MacIntyre beschließt After Virtue in diesem Geiste mit folgenden Sätzen:
Es ist immer gefährlich, zu enge Parallelen zwischen einer historischen Periode und einer anderen zu ziehen; und zu den irreführendsten dieser Parallelen gehören jene, die zwischen unserer eigenen Zeit in Europa und Nordamerika und der Epoche vom Niedergang des Römischen Reichs bis ins frühe Mittelalter gezogen worden sind. Dennoch gibt es gewisse Parallelen. Es stellte einen entscheidenden Wendepunkt in der älteren Geschichte dar, als Männer und Frauen mit guten Absichten Abstand davon nahmen, das Römische Imperium zu stützen und aufhörten, den Fortbestand der Zivilisation und der moralischen Gemeinschaft mit dem Fortbestand dieses Imperiums gleichzusetzen. Statt dessen machten sie sich daran, oft ohne genau zu erkennen, was sie taten, neue Formen von Gemeinschaft aufzubauen, in denen das moralische Leben aufrechterhalten werden konnte, so daß Moral und Zivilisation die heraufziehende Zeit der Barbarei und Finsternis überleben konnten. Wenn meine Darstellung unserer moralischen Lage richtig ist, sollten wir ebenfalls zu dem Schluß kommen, daß auch wir nun seit einiger Zeit ebenfalls diesen Wendepunkt erreicht haben. Was in diesem Stadium zählt, ist die Schaffung lokaler Formen von Gemeinschaft, in denen die Zivilisation und das intellektuelle und moralische Leben über das neue finstere Zeitalter hinaus aufrechterhalten werden können, das bereits über uns gekommen ist. Und da die Tradition der Tugenden die Schrecken der letzten Finsternis überstanden hat, sind wir nicht ganz ohne Grund zur Hoffnung. Diesmal warten die Barbaren allerdings nicht jenseits der Grenzen; sie beherrschen uns schon seit einer ganzen Weile. Und gerade das mangelnde Bewußtsein dessen macht einen Teil unserer mißlichen Lage aus. Wir warten nicht auf einen Godot, sondern auf einen anderen, zweifelsohne völlig anderen heiligen Benedikt. (349-350)

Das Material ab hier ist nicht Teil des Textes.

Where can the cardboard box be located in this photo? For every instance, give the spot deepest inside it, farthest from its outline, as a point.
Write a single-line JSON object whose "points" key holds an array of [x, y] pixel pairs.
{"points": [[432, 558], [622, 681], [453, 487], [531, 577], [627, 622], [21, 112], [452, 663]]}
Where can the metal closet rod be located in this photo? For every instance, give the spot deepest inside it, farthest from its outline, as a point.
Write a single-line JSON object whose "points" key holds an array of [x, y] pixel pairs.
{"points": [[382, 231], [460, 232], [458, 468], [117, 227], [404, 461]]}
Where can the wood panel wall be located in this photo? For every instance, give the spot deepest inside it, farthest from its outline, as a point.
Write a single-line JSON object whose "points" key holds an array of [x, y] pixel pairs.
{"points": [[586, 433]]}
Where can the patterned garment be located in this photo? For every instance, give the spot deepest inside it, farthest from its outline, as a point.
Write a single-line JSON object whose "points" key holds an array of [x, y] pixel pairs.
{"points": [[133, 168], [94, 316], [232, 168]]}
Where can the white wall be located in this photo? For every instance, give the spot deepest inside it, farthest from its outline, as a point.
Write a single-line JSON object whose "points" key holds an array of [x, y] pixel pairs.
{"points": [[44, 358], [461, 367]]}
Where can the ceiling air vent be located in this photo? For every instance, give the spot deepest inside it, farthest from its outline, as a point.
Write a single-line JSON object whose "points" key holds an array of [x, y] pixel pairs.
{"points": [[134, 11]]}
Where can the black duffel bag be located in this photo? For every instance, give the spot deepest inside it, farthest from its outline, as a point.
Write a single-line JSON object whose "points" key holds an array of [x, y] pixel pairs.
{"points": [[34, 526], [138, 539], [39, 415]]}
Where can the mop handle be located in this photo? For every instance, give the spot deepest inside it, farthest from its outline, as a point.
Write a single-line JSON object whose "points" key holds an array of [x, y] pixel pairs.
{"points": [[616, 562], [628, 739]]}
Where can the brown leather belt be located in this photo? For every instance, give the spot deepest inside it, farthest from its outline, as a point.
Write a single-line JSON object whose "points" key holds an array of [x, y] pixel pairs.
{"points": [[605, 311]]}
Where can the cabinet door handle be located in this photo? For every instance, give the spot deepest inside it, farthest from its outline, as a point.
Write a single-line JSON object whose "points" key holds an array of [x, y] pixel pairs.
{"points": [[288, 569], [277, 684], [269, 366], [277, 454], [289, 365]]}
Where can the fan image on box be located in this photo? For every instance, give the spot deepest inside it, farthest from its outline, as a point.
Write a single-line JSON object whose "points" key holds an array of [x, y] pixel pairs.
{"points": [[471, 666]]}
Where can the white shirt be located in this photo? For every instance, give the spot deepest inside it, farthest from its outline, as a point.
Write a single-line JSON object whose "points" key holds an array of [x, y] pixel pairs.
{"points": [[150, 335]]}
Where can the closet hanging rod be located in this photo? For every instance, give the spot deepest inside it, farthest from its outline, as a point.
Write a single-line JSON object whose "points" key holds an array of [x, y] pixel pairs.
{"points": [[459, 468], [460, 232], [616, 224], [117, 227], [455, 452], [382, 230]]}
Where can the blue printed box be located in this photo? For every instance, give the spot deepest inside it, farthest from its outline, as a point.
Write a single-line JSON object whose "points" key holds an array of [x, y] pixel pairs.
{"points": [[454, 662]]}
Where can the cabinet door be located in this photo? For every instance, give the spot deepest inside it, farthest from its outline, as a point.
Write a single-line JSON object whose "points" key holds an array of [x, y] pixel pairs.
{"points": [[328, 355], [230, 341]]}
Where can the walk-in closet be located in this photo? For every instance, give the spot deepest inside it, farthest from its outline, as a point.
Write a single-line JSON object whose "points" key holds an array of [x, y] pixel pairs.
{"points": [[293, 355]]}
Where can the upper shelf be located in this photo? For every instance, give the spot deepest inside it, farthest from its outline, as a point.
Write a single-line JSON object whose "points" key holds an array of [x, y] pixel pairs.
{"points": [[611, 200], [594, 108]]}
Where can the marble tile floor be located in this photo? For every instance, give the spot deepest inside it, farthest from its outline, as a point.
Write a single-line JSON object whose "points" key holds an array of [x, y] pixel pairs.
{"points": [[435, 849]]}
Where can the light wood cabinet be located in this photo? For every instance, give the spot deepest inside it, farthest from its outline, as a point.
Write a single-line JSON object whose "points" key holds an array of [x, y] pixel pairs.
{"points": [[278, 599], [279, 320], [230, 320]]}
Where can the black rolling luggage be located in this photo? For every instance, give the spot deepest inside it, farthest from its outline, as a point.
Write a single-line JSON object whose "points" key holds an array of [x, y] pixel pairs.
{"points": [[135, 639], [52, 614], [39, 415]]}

Christopher Stephen Lutz erläutert in seinem Kommentar zu After Virtue den Verweis auf einen »anderen heiligen Benedikt« treffend:
Nach einem neuen Sankt Benedikt Ausschau zu halten, heißt, nach einem Architekten für dieses neue Modell des gesellschaftlichen Lebens zu suchen, das Gemeinschaften, die die Tradition der Tugenden verkörpern, befähigen wird, inmitten einer sozialen und politischen Kultur, die diese Tradition verwirft, zu gedeihen.
Christopher Stephen Lutz, Reading Alasdair MacIntyre’s After Virtue, London, 2012, S. 140.
Dieser äußerst verdichtete und metaphorisch aufgeladene Beschluss von After Virtue ist darüber hinaus eher dazu angetan, allerlei Fragen aufzuwerfen, als Antworten zu geben. Da MacIntyre es bei diesen kryptischen Andeutungen bewenden lässt, ohne zu deren weiterer Aufhellung beizutragen, muss jeder Versuch einer näheren Deutung hoch spekulativ bleiben. Davon sei daher hier abgesehen. MacIntyres Worte müssen daher für sich selbst sprechen.